First, the new social networking site, which acts as an online bulletin board with stuff you love to “pin,” changed its look. The site, which at first looked as cluttered as my offline bulletin board, now has a clean, striking look. Larger images are on top followed by smaller images on the bottom. (Each bulletin board looks a little like a Google+ Hangout!)
Secondly, a wedding photographer/lawyer, Kirsten Kowalski, posted her original photographs on her Pinterest page. Soon thereafter, she took them down because she claimed that pinning her artwork on Pinterest is a copyright infringement. (Personally, I think the whole thing was a publicity stunt to get people to look at her web site, which I did right after the incident.)

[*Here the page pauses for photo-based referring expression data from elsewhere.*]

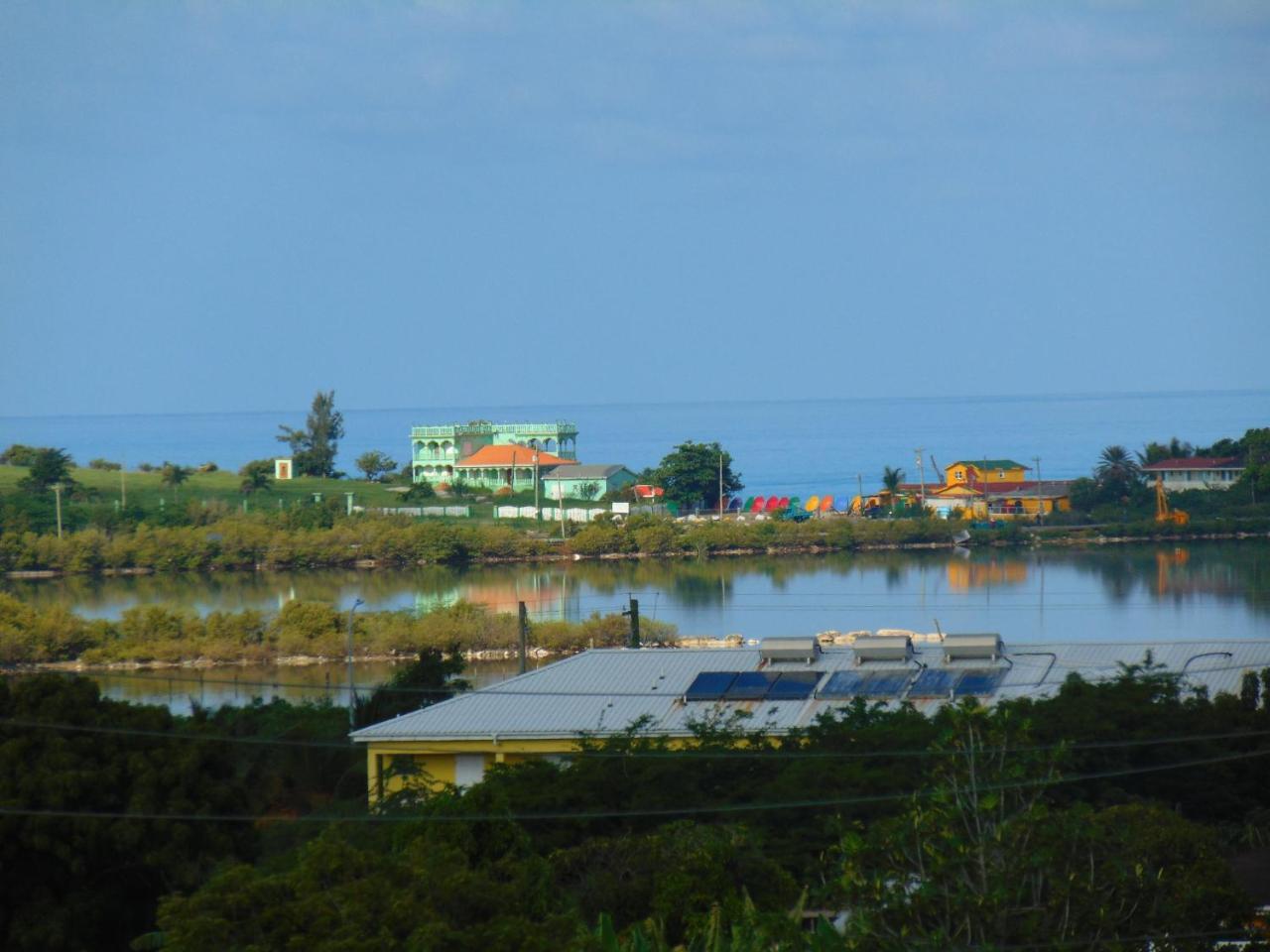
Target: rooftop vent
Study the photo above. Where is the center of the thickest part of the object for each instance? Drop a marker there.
(789, 649)
(960, 648)
(883, 648)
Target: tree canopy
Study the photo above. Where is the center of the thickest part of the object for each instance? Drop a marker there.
(314, 448)
(690, 475)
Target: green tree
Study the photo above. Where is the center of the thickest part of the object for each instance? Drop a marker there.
(890, 479)
(257, 475)
(1118, 474)
(172, 475)
(984, 860)
(1256, 462)
(1173, 449)
(690, 475)
(19, 454)
(314, 448)
(375, 465)
(46, 468)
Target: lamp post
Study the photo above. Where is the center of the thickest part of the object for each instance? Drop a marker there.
(1037, 460)
(58, 494)
(352, 706)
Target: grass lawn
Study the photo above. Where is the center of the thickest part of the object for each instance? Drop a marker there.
(145, 489)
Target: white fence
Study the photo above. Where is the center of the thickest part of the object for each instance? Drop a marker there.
(462, 512)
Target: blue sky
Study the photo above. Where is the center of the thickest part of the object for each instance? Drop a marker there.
(217, 206)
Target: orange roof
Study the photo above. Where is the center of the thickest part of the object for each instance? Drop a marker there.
(502, 453)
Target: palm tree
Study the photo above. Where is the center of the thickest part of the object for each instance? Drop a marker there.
(173, 475)
(890, 479)
(1116, 466)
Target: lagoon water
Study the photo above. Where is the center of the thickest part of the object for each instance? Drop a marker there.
(795, 447)
(1144, 593)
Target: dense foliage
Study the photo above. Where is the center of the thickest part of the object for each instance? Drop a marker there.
(151, 633)
(316, 447)
(1079, 821)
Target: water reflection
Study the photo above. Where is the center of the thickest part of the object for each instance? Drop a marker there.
(1096, 593)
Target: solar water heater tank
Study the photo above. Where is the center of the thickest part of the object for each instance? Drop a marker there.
(789, 649)
(883, 648)
(961, 648)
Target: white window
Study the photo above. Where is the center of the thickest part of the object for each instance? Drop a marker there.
(468, 770)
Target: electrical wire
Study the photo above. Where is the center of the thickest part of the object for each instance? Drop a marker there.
(742, 754)
(620, 814)
(1112, 674)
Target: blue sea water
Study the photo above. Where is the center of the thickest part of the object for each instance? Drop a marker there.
(798, 447)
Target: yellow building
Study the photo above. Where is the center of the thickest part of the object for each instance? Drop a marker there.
(997, 489)
(781, 685)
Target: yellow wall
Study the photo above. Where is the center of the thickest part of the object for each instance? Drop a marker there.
(960, 474)
(431, 765)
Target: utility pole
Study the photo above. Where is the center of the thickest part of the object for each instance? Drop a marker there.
(352, 697)
(720, 484)
(1037, 460)
(58, 494)
(525, 635)
(633, 613)
(921, 477)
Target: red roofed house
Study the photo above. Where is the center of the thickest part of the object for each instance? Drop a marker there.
(507, 465)
(1197, 472)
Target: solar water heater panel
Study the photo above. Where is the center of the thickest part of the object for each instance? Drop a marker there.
(749, 685)
(888, 684)
(934, 683)
(710, 685)
(793, 685)
(979, 682)
(842, 684)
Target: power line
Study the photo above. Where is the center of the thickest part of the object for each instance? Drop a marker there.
(621, 814)
(658, 754)
(1111, 667)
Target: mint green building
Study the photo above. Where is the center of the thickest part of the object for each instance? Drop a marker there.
(439, 452)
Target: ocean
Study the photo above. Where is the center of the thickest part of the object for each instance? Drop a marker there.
(798, 447)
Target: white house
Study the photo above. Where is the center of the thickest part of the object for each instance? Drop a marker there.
(1197, 472)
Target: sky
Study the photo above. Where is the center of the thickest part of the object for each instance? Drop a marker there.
(227, 206)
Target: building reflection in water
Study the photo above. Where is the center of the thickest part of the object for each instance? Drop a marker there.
(548, 595)
(965, 574)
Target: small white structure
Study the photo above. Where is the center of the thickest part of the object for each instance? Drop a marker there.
(1197, 472)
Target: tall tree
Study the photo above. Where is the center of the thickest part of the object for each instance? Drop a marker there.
(690, 475)
(1118, 472)
(314, 448)
(49, 467)
(890, 479)
(172, 475)
(375, 465)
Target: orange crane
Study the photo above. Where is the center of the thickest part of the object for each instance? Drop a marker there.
(1178, 517)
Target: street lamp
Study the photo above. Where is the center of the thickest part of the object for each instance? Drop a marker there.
(352, 697)
(58, 493)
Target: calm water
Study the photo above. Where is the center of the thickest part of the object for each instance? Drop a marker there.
(1123, 593)
(794, 448)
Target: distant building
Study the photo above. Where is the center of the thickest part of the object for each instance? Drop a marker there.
(585, 481)
(1197, 472)
(996, 489)
(785, 682)
(436, 451)
(507, 465)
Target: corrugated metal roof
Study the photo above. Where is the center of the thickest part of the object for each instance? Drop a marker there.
(606, 689)
(584, 471)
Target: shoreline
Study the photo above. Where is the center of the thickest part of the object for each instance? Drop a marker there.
(1032, 536)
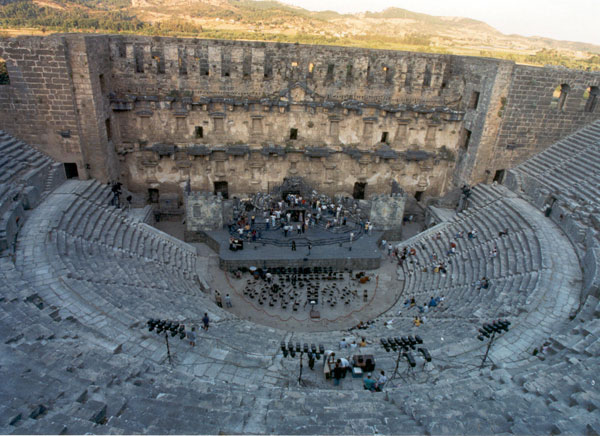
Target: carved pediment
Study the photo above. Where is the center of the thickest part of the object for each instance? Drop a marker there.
(298, 92)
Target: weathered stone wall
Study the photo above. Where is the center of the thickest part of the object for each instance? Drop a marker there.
(155, 112)
(204, 212)
(387, 212)
(38, 106)
(531, 121)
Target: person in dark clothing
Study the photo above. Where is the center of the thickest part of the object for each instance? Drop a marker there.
(337, 372)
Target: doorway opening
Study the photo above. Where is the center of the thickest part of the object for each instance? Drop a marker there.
(223, 188)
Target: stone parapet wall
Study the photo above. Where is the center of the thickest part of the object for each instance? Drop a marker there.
(204, 212)
(252, 113)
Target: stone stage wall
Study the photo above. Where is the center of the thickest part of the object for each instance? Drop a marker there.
(238, 116)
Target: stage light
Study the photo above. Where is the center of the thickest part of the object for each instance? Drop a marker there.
(425, 354)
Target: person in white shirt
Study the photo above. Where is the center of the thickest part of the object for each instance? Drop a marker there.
(381, 381)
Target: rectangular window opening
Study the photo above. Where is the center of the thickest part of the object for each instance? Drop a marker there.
(474, 102)
(499, 176)
(71, 170)
(153, 195)
(138, 54)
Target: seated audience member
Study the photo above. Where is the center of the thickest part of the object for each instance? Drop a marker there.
(381, 381)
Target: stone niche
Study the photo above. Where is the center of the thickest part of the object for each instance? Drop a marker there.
(387, 212)
(204, 212)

Pinterest does have a long winded copyright policy right on the social networking site, which states that the site is not responsible for individuals infringing on copyrights or other intellectual property rights of others. They have good reason to do so. They are doing this to protect themselves from getting sued.
But what about the individuals who want to pin a piece of artwork or a book cover on their boards? Are they really violating copyrights?
Copyright law creates an exception for the fair use of copyrighted materials. It is not a violation of someone’s copyright if it is being used in a manner covered by the fair use doctrine. For example, if Kowalski kept her photographs on Pinterest and you decided to repin her work, all you would probably need to do is make a comment as part of the pinning for it to become part of Fair Use. Section 107 of U.S. Code states that “reproduction of a particular work may be considered fair, such as criticism, comment, news reporting, teaching, scholarship, and research.”
Although Fair Use is never actually defined, there are several tests to determine whether a use is fair.
• Is the use for commercial or nonprofit purpose?
• What is the nature of the work being used? (Are you posting a full film, photo, TV show, song, etc.?)
• Are you using the whole work or just a part of it?
• How does the use affect the market place? (If you download a song on Napster, then you don’t have to buy it. But if you are posting a book cover, you are not giving away the work.)
The easiest way to avoid copyright is use your own photo. If you don’t own the photo, make sure you give credit to the photographer. If you have a small business, be careful of what you pin.
To protect yourself from copyright infringement on Pinterest or any other social networking site for that matter, make sure that you comment on the work you put up. When Pinterest asks you to “Describe your pin…” that means to comment on your pin, which should help to protect you in the Fair Use act.
You will notice that on all of my pins, I say something about the image – why I like the pin and why it’s important to me. All of these things combined will help avoid copyright infringement.
Lastly, in this digital age, does any of this really matter? If the copyright holder is posting their materials anywhere on the web, aren’t they giving up the right to claim that someone else violated their copyright?
The question is, if a photographer or artist or jewelry designer or any other creative person, decides to put up a Pinterest page, isn’t he/she doing this to promote his/her products? And, if so, isn’t it a good thing for others to repin the work to spread the awareness? I think so, don’t you?